Es como para pensar que lo mismo no es cosa del destino, lo de que se hagan amigos. Lo mismo en la otra realidad fue pura coincidencia. O tal vez Jim ha cambiado tanto con eso de criarse sin padre, casi sin madre y con un padrasto gillipollas que ya no tiene lo que hay que tener para ganarse el afecto de Spock.

Lo piensa en la cama medio dormido, medio despierto, a las cuatro de la mañana, insomne pero agotado porque su cerebro rara vez descansa y le está tocando los huevos lo de no encontrarle "por casualidad" y lo de no decidirse a preguntarle a nadie dónde cojones se mete.

 

 

 

(La respuesta, si preguntara y Uhura le respondiera, sería "en Washington, Kirk, pero no es asunto tuyo". 

Reunido con su padre y el resto de los peces gordos vulcanos.

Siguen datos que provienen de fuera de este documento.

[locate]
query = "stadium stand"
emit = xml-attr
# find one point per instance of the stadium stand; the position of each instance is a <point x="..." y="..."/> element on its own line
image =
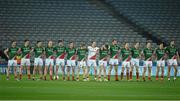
<point x="160" y="18"/>
<point x="77" y="20"/>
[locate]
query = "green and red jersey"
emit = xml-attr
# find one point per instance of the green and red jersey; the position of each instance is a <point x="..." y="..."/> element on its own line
<point x="114" y="51"/>
<point x="82" y="53"/>
<point x="135" y="52"/>
<point x="60" y="52"/>
<point x="49" y="52"/>
<point x="38" y="51"/>
<point x="71" y="53"/>
<point x="172" y="52"/>
<point x="25" y="52"/>
<point x="126" y="54"/>
<point x="148" y="53"/>
<point x="103" y="54"/>
<point x="12" y="53"/>
<point x="160" y="53"/>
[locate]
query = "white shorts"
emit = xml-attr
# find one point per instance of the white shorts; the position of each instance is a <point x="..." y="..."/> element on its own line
<point x="113" y="62"/>
<point x="102" y="63"/>
<point x="135" y="62"/>
<point x="147" y="63"/>
<point x="126" y="64"/>
<point x="25" y="62"/>
<point x="60" y="62"/>
<point x="82" y="63"/>
<point x="49" y="62"/>
<point x="38" y="61"/>
<point x="91" y="63"/>
<point x="71" y="62"/>
<point x="161" y="63"/>
<point x="12" y="62"/>
<point x="172" y="62"/>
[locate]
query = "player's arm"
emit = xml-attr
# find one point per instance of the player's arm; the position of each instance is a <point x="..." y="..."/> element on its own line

Buscando un planeta adecuado para asentar a todo lo que queda de su civilización. Decidiendo el devenir de su especie.)

 

 

 

-Jim.

Al final sucede de la forma más inesperada posible, lo de su encuentro post-crisis apocalíptica. Jim está en proceso de arrastrarse hacia su habitación tras dejarse convencer por Scotty de que no es una mala idea dedicar la noche a una partidita de póker y whisky ahora que ya no le quedan exámenes ni pruebas que superar. Y tal vez Scotty tuviera razón cualquier otra noche. Cualquier otra que no fuera la anterior a la reunión que ha convocado el alto mando para condecorar a los héroes de la crisis de Nero y -Jim está segurísimo de ello- oficializar por fin la nueva tripulación de la Enterprise.

Así que sí, está borracho y no, no se ha metido en ninguna pelea porque a) aunque le guste disimularlo Jim es demasiado listo para follarse así su expediente (por mucho que haga meses que no se folla nada más) y b) no había cerca ninguna chica guapa por la que pelearse.

Vamos, que no había ninguna chica, porque Jim es muchas cosas pero exquisito no es una de ellas.

-Spock.

Se le escapa más sorpresa de la que le habría gustado, más aliento a whiskey y más emoción en los ojos de lo que le gustaría.

-Cadete Kirk -se corrige Spock esta vez, y Jim está borracho pero siente en el estómago una emoción rara, así como caliente, al darse cuenta de que antes de pensar en cómo debía llamarle, Spock ha pensado en él como Jim.

-Ey, cuánto tiempo, ¿eh?

-Ciertamente.

Se miran un momento sin hablar, en medio del pasillo. Jim no lo aguanta mucho tiempo. Ni eso ni su propia falta de equilibrio. Se acerca a una pared y se apoya. Le sonríe.

-¿Y qué te trae por aquí? -señala el edificio entero, la residencia de estudiantes de último año en la que no le correspondería estar si no fuera un cagaprisas.

(Al menos eso es lo que dice Bones.)

-Una visita.

Uhura, claro. Jim se aclara la garganta sin saber muy bien por qué. No es como si fuera incómodo o algo, que Spock vaya a visitar a su novia y salga de su habitación a altas horas de la noche. Jim también lo haría si Uhura le dejara, vaya.

-Ya me iba -dice Spock, pero no se mueve. Jim no está bloqueando el paso ni mucho menos pero tiene la clara sensación de que el pasillo es demasiado estrecho para los gustos de Spock en materia de espacio personal. Lo sabe y no tiene muy claro cómo porque en realidad no le conoce en lo más mínimo, pero lo sabe.

Y no sería Jim (no sería un Jim borracho) si no aprovechara la ventaja estratégica para preguntarle lo que lleva picándole en el estómago durante días.

-¿Qué es todo eso de que dejas la Flota?

Spock no se yergue más, más que nada porque es imposible erguirse más. Pero eso no evita que Jim sienta que lo ha hecho, que se ha cubierto de una capa más de, de -busca una palabra pero no cuenta con mucho cerebro activo, en esos momentos- defensividad.

Está casi seguro de que es la palabra adecuada. 

(Se equivoca.)

-Esa información no es oficial ni de dominio público.

Jim se encoge de hombros, más o menos.

-Me lo ha dicho Pike.

-Ya veo.

Se miran en silencio otra vez; unos instantes que probablemente no sean más de tres segundos pero es que en general tampoco es que haya muchos silencios entre la gente, al menos no tan así. Intensos, concentrados.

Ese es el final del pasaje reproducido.